Inchiesta case popolari, intercettazioni su Marti: si ritorna ai nastri di partenza

La Camera si dichiara incompetente a pronunciarsi sulla richiesta di autorizzare i colloqui del parlamentare salentino. Gli atti ritrasmessi al gip che dovrà spedirli al nuovo destinatario: il Senato

ROMA - Sarà il Senato a decidere sulla richiesta di utilizzare le intercettazioni che riguardano Roberto Marti nell’ambito delle indagini sulle case popolari assegnate in cambio di voti, in particolare per un immobile concesso ad Antonio Briganti, fratello del boss della Sacra Corona Unita, Maurizio, in cui il parlamentare salentino della Lega risponde di tentato abuso di ufficio, falso ideologico aggravato e tentato peculato (in concorso con l’ex assessore Attilio Monosi, l'ex consigliere comunale Damiano D'Autilia, ex consigliere comunale ed ex amministratore di Alba Service, Andrea Greco, Antonio Briganti e la moglie Luisa Martina).

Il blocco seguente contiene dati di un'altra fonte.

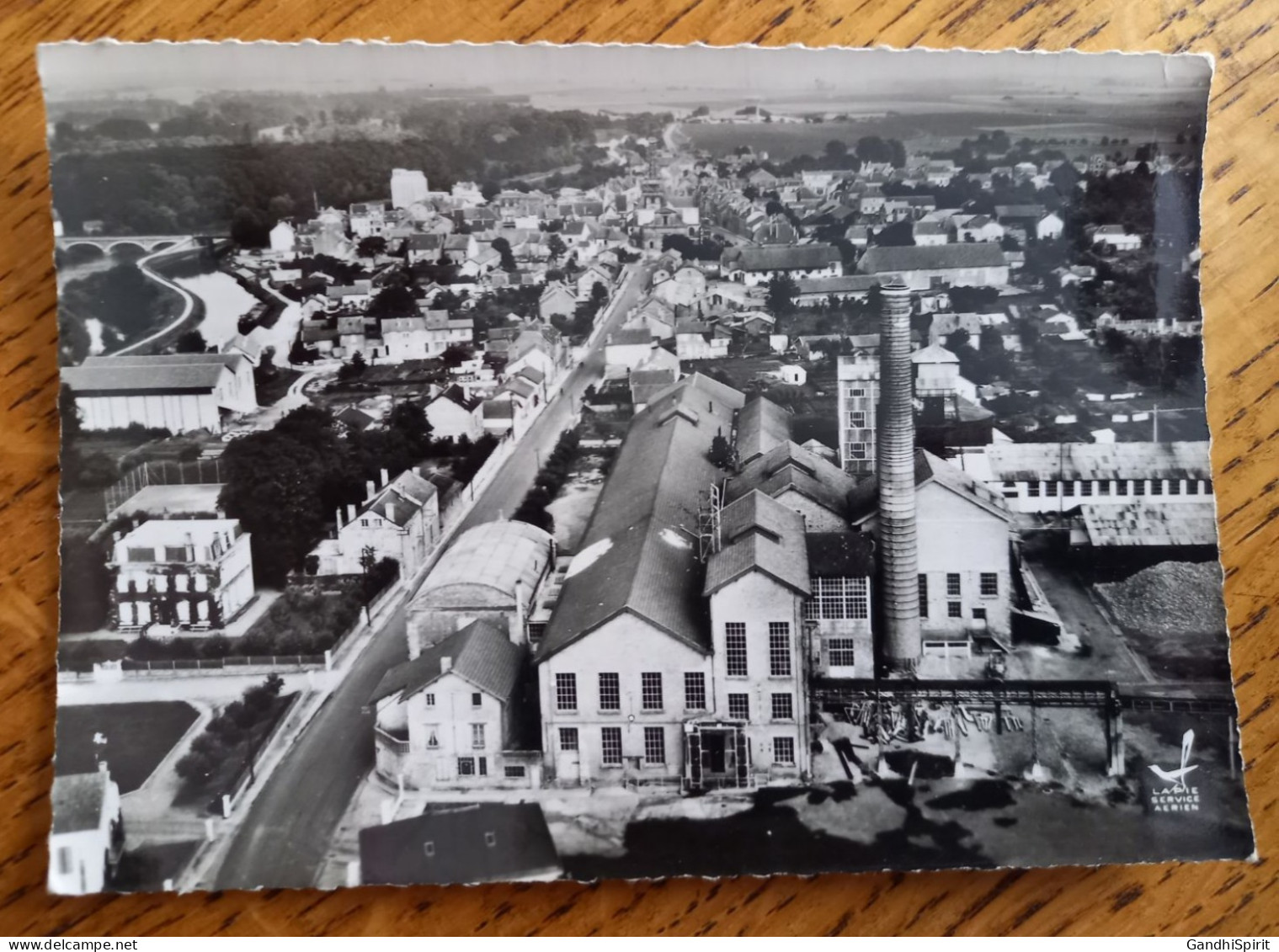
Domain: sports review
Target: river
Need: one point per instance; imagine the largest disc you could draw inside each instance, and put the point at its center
(224, 299)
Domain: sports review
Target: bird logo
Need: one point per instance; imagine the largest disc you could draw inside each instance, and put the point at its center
(1178, 777)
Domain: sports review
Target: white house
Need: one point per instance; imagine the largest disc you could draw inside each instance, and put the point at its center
(179, 392)
(187, 572)
(449, 718)
(88, 836)
(453, 416)
(408, 185)
(401, 520)
(283, 237)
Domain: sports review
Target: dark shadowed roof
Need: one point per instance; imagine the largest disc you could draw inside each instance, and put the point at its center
(637, 555)
(930, 257)
(781, 257)
(480, 653)
(78, 800)
(759, 535)
(840, 555)
(461, 843)
(157, 372)
(791, 466)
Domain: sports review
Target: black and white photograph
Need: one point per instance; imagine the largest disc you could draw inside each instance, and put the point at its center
(524, 463)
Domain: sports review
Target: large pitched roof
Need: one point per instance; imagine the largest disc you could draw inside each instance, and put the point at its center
(929, 469)
(781, 257)
(759, 535)
(637, 555)
(78, 800)
(157, 372)
(931, 257)
(478, 653)
(840, 555)
(1177, 460)
(791, 466)
(468, 843)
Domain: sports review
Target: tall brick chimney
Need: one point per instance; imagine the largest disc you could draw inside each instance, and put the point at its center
(898, 540)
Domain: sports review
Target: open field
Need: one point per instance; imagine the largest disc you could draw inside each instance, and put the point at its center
(138, 737)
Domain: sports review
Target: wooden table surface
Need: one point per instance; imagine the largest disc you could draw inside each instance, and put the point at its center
(1241, 286)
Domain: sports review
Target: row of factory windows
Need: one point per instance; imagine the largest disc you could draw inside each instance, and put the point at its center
(1054, 488)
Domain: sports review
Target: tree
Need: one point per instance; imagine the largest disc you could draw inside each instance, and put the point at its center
(191, 343)
(409, 419)
(503, 247)
(394, 300)
(781, 294)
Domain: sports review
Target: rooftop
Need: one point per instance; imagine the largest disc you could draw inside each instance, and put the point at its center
(461, 843)
(637, 555)
(791, 466)
(759, 535)
(78, 800)
(500, 556)
(931, 257)
(157, 372)
(1074, 461)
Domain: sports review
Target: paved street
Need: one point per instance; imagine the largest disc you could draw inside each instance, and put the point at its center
(283, 840)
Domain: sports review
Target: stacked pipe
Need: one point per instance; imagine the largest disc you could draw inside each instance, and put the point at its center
(898, 538)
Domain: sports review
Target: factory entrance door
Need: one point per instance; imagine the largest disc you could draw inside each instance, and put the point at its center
(717, 754)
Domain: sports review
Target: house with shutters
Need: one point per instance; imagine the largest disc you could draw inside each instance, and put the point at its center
(399, 519)
(183, 572)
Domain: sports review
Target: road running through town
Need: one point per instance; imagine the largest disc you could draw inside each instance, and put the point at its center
(283, 840)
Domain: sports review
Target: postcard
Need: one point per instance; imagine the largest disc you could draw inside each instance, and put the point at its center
(510, 463)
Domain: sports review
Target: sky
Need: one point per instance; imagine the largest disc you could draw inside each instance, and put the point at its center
(182, 71)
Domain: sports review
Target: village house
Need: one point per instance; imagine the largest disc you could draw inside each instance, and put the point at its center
(182, 572)
(973, 265)
(965, 570)
(399, 520)
(682, 288)
(557, 300)
(86, 840)
(494, 572)
(453, 715)
(1113, 237)
(627, 348)
(283, 238)
(179, 392)
(756, 266)
(453, 414)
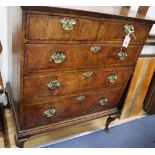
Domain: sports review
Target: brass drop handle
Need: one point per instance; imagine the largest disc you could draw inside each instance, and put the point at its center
(112, 78)
(87, 74)
(80, 98)
(58, 57)
(122, 55)
(67, 24)
(49, 112)
(102, 101)
(53, 84)
(95, 49)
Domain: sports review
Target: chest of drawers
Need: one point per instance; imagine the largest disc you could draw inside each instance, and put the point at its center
(69, 66)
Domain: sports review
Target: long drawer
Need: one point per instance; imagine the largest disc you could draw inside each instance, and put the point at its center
(70, 107)
(66, 28)
(40, 88)
(39, 57)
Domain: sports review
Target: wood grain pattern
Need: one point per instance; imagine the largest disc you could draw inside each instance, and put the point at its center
(138, 87)
(39, 26)
(44, 27)
(77, 56)
(142, 10)
(0, 47)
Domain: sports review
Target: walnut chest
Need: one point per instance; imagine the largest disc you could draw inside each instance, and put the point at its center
(69, 66)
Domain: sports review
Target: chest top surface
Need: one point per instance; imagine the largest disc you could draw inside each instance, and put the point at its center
(111, 12)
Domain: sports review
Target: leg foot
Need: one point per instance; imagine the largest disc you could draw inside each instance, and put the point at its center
(20, 141)
(109, 120)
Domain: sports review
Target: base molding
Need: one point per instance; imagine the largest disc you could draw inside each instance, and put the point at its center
(21, 136)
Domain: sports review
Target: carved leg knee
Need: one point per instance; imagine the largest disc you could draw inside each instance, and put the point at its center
(20, 141)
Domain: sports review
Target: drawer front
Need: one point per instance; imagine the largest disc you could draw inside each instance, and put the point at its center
(49, 28)
(77, 56)
(67, 108)
(38, 88)
(41, 27)
(114, 30)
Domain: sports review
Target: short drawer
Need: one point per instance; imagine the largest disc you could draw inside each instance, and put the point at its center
(40, 57)
(45, 87)
(114, 30)
(66, 28)
(70, 107)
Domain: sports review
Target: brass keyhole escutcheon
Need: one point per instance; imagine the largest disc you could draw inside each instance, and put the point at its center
(122, 55)
(53, 84)
(58, 57)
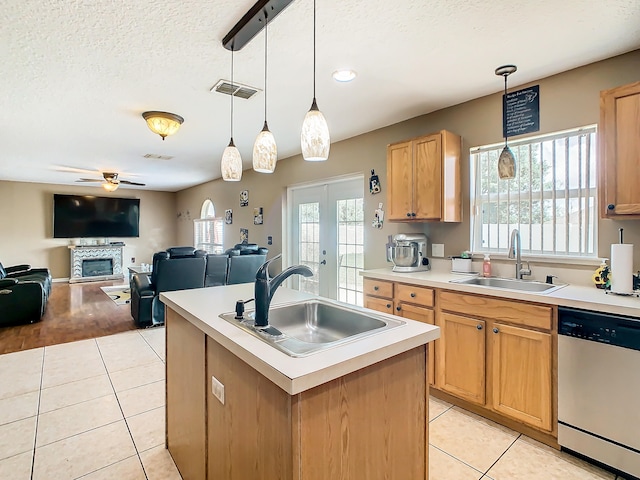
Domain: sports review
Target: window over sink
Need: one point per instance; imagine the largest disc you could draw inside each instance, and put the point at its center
(552, 200)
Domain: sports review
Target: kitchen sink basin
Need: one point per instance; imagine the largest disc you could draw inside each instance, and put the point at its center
(528, 286)
(302, 328)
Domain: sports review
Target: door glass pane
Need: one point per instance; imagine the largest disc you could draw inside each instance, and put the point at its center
(309, 222)
(350, 250)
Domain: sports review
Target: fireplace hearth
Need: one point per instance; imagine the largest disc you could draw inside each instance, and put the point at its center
(95, 267)
(96, 262)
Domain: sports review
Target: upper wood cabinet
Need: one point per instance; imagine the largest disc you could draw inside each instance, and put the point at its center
(423, 176)
(619, 143)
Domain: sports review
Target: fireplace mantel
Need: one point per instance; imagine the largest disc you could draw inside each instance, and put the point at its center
(91, 253)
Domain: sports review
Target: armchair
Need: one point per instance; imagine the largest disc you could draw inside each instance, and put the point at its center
(177, 268)
(24, 293)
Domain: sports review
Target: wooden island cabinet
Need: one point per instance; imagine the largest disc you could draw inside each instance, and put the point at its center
(227, 419)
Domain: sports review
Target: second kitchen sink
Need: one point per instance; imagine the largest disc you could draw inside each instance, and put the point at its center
(528, 286)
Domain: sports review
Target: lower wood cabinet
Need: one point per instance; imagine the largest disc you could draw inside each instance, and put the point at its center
(522, 381)
(405, 300)
(462, 357)
(497, 354)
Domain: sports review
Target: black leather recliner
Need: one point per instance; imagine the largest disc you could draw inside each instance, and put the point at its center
(198, 269)
(244, 262)
(24, 293)
(177, 268)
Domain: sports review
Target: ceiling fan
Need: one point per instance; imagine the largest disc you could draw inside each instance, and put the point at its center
(111, 181)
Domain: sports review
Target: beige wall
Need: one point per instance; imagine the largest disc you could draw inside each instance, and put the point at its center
(26, 210)
(567, 100)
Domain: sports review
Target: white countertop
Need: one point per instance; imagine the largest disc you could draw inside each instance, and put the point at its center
(587, 298)
(294, 375)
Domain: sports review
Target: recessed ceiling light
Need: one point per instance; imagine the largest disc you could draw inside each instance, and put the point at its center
(344, 75)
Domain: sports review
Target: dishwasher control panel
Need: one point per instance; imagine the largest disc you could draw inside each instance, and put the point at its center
(599, 327)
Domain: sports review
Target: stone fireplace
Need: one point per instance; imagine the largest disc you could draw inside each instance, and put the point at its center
(96, 262)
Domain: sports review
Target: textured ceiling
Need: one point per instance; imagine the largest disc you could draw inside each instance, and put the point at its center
(77, 75)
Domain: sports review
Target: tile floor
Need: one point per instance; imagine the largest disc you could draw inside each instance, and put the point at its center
(94, 410)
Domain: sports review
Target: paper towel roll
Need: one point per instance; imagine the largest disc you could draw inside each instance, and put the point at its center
(622, 268)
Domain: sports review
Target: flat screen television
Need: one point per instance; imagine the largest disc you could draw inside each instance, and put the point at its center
(81, 216)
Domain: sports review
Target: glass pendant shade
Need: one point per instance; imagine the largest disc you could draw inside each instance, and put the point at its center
(110, 186)
(265, 151)
(231, 164)
(506, 164)
(314, 138)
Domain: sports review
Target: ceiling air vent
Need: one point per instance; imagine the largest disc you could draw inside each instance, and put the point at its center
(236, 89)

Lo ha stabilito oggi la Camera dei deputati, all’unanimità (con 470 voti favorevoli, nessun contrario), in accordo al parere già espresso dalla giunta alle autorizzazioni secondo il quale è il ramo del Parlamento in cui siede attualmente il politico a doversi pronunciare. Si ritorna quindi ai nastri di partenza: dopo otto mesi dalla richiesta inoltrata a Montecitorio dal gip Giovanni Gallo, sulla scorta di un caso analogo (di Luigi Cesaro), che proprio nei giorni scorsi aveva sollecitato una risposta, inviando una lettera ai presidenti della Camera Roberto Fico e del Senato Maria Elisabetta Alberti Casellati, gli atti ritorneranno al mittente per essere spediti a Palazzo Madama.